I wonder if this mummy also tells her child that she loves God more than she loves him. That would be hard for a child to understand. But this is what God demands: if you doubt me at all on that, you really need to go and re-read the part about Abraham and Isaac.
If I was raising my child as a Christian, I hope it would be all about joy and spontaneity and free choice, not about telling them who they must love, and in what order. I would present God's love as a love freely given, and which he hopes you will, in time, choose freely to return. (Of course, provided you don't die first - don't take too long about it.) But I have a dilemma here, because I think that this boy, who is already outwitting his mother's moral teachings, might be well on the way to a healthy, happy atheism, whereas a child raised in a subtler, kinder, more palatable religion, will take longer to spot the cracks in the wall. And I do think that the longer it takes you to shake off religion, the more painful it is. So much of your life is already invested in it.

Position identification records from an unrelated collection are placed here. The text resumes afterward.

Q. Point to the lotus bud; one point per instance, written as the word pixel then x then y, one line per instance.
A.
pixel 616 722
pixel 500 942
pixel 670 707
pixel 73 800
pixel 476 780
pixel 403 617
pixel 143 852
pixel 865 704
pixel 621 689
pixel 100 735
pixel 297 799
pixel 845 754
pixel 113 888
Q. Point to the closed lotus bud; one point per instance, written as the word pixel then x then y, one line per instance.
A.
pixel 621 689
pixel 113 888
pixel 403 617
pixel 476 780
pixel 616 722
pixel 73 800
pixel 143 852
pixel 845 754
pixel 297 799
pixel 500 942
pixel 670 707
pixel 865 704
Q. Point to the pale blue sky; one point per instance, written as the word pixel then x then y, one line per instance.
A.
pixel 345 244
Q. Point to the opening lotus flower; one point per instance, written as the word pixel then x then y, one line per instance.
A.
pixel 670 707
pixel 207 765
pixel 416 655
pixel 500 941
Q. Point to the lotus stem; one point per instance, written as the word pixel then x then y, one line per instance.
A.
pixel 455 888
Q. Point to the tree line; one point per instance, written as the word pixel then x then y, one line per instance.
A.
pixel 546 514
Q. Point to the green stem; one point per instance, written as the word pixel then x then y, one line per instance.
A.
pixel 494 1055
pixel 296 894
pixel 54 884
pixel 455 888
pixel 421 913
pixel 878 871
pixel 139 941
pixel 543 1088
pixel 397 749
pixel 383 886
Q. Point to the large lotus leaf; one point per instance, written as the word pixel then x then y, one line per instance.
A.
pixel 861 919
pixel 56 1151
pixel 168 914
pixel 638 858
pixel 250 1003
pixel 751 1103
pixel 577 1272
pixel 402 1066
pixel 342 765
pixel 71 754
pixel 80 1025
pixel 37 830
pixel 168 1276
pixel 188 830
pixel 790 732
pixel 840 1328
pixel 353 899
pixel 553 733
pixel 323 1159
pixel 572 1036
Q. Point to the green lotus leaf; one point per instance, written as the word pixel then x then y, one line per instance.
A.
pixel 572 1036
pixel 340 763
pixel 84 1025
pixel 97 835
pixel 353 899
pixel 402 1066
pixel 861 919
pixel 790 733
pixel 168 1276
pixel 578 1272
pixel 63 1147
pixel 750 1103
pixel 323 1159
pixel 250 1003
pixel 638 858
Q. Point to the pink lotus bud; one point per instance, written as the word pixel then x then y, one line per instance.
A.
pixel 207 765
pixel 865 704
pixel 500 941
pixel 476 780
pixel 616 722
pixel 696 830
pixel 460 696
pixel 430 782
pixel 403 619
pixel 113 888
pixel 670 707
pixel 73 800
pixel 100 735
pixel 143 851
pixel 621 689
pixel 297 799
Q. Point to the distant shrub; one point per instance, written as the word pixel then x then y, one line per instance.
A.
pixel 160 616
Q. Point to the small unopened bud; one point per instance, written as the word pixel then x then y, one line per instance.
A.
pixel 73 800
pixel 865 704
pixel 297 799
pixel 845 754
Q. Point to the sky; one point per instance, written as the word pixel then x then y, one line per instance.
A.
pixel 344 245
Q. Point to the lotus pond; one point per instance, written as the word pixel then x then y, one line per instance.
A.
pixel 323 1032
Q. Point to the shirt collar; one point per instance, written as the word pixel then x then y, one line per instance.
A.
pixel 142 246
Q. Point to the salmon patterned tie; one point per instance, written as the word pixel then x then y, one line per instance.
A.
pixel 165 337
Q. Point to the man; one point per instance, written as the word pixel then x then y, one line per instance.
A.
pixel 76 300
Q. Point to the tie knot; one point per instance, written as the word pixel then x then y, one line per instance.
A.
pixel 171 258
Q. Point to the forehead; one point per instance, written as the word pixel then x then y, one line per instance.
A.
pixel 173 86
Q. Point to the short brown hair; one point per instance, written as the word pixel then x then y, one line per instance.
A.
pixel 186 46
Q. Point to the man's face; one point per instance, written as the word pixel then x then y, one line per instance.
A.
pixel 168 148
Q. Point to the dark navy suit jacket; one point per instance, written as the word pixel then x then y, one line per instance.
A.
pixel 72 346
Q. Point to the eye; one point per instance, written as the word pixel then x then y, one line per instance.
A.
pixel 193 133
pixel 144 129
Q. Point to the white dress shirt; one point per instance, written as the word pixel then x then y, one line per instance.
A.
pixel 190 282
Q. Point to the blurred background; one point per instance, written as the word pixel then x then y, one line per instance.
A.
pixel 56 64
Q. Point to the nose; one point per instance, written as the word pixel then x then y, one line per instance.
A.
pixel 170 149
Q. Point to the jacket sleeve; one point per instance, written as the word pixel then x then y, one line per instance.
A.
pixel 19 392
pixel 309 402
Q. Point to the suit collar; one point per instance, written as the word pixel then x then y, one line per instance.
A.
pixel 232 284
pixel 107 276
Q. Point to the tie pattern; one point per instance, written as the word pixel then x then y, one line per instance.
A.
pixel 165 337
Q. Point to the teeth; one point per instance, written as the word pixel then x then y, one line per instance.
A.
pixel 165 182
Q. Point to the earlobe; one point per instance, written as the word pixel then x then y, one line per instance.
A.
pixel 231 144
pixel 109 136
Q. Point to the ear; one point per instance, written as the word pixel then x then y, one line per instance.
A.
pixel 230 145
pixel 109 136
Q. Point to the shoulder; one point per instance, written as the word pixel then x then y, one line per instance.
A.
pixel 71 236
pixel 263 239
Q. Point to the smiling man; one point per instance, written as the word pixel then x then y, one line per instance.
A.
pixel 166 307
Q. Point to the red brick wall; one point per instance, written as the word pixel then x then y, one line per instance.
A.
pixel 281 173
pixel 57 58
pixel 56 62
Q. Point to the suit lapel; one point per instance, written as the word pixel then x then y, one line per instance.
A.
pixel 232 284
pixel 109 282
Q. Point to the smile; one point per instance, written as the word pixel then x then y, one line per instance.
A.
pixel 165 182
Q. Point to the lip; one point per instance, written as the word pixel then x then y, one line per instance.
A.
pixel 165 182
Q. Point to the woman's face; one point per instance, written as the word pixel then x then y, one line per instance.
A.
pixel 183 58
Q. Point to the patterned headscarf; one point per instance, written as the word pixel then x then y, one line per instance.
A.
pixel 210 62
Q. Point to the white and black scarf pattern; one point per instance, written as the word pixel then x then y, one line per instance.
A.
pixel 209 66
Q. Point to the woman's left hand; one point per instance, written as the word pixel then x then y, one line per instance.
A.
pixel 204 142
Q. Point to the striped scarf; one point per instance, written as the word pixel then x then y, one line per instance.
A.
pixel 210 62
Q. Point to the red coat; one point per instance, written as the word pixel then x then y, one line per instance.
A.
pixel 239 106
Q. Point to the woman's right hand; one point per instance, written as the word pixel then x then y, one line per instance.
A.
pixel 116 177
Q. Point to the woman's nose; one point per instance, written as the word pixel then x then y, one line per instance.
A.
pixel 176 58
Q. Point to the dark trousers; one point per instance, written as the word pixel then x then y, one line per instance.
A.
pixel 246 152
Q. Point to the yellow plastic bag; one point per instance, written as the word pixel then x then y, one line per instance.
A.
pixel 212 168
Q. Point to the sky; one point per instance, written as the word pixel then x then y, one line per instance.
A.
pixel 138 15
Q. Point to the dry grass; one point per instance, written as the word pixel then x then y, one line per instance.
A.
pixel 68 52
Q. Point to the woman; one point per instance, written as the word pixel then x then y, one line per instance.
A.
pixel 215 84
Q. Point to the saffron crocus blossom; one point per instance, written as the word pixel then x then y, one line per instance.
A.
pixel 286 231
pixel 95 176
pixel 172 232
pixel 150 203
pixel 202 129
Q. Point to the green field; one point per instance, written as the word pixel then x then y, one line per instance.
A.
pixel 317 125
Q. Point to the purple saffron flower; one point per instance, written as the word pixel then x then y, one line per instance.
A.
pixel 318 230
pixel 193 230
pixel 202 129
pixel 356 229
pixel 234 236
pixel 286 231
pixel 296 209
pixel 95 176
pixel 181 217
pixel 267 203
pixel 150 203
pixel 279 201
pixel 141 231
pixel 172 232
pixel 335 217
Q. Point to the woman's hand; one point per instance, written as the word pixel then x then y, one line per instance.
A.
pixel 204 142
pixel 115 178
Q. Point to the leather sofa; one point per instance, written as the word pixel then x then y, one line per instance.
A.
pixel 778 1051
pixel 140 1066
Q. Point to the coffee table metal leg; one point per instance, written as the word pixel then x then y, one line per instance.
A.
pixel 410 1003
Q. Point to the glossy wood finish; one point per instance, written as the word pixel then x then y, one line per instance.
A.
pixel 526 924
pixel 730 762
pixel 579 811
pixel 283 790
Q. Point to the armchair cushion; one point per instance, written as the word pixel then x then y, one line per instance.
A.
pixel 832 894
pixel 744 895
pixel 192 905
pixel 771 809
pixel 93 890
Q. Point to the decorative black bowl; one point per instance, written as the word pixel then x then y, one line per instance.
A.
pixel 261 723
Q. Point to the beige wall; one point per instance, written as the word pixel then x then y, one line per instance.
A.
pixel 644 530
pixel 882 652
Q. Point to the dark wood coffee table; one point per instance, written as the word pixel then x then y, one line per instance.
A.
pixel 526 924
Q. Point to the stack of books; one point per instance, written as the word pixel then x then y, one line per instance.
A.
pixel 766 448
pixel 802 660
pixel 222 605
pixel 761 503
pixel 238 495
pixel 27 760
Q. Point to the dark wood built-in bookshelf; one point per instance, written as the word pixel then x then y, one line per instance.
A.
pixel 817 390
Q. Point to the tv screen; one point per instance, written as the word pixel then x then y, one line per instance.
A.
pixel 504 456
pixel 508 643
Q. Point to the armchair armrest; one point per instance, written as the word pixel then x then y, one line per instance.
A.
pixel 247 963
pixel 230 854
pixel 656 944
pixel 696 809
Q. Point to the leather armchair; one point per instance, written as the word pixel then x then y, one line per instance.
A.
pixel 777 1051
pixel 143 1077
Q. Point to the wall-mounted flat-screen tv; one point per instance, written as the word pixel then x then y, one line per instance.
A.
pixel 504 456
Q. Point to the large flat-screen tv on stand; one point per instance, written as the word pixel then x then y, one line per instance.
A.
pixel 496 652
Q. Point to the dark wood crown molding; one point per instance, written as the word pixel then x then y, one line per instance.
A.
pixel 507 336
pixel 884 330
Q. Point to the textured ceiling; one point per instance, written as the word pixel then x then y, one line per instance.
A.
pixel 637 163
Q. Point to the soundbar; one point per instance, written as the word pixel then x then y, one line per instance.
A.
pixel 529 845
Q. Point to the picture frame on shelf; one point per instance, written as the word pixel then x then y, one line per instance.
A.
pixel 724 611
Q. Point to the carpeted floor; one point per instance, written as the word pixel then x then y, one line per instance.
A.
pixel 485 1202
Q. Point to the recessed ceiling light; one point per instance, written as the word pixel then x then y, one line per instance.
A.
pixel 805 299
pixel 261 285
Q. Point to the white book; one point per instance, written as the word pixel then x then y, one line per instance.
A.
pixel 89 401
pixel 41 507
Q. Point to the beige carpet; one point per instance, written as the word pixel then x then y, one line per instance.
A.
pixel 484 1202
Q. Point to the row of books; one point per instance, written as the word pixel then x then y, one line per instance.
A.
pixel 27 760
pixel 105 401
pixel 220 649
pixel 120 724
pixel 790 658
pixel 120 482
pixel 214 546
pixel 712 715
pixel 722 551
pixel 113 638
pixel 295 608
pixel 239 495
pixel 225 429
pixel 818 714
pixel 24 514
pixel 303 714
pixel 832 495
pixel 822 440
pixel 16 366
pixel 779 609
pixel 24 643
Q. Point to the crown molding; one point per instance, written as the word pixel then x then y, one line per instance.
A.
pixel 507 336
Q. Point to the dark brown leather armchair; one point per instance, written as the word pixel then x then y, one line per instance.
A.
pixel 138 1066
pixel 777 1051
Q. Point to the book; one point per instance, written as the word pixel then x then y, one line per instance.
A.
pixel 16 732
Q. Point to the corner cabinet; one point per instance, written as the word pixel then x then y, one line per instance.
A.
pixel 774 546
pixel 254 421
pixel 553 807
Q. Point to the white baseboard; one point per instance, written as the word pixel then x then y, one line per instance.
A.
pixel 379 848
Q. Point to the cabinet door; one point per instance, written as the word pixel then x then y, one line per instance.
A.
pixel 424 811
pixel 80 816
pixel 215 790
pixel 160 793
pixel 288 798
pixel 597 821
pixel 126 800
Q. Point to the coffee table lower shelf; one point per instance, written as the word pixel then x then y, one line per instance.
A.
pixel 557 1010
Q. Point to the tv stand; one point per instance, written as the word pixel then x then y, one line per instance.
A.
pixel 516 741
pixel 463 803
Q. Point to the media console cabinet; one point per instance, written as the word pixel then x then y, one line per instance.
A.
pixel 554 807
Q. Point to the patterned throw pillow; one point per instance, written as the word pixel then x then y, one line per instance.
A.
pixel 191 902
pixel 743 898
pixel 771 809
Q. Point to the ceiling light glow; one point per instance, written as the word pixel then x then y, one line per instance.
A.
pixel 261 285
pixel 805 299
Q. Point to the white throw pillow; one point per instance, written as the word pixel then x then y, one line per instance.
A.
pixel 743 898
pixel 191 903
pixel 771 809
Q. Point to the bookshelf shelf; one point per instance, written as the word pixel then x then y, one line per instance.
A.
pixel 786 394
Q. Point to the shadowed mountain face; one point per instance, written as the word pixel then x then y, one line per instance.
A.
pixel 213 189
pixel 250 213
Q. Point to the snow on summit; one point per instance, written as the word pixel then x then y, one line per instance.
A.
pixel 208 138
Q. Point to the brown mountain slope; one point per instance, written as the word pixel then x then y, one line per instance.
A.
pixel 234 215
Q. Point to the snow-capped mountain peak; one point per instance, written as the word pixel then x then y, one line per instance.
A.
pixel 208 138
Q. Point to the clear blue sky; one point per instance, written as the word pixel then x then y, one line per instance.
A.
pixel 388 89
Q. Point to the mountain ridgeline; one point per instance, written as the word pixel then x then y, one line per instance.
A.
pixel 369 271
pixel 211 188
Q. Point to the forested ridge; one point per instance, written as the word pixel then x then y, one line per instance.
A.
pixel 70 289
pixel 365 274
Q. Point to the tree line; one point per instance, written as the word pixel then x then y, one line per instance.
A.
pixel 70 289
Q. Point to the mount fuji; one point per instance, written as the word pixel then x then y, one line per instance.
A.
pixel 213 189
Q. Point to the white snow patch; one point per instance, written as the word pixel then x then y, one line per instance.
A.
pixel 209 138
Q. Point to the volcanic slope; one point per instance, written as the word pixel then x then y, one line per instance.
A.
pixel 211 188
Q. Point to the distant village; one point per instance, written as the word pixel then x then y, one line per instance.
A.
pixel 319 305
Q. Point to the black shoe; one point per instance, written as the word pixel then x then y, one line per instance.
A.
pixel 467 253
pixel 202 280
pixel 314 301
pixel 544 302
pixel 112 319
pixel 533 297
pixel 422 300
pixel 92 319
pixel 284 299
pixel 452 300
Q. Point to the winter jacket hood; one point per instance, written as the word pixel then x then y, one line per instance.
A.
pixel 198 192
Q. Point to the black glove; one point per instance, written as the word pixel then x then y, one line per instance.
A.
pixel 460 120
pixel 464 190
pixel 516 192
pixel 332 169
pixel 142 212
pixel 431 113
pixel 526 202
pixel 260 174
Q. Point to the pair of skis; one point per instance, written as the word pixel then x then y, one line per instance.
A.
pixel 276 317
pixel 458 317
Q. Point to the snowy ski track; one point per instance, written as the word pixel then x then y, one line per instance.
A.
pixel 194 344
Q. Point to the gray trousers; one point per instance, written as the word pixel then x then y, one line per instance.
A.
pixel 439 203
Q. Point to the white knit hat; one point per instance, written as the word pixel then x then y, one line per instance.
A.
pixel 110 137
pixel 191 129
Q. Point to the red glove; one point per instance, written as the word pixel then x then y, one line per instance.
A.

Anyway, I don't try to get people to question their faith unless they actively approach me on the subject, so it's not like I actually plan to do anything here. I'm just musing. I actually remember my mother telling me I should love God the most. I think it bothered me a little, but basically I just ignored her. Deep down inside, there was a little bit of cognitive dissonance starting right there. Which didn't really stop until I become an atheist.
I think that's really the best thing about atheism. No more cognitive dissonance! It doesn't really work as a slogan, though, does it?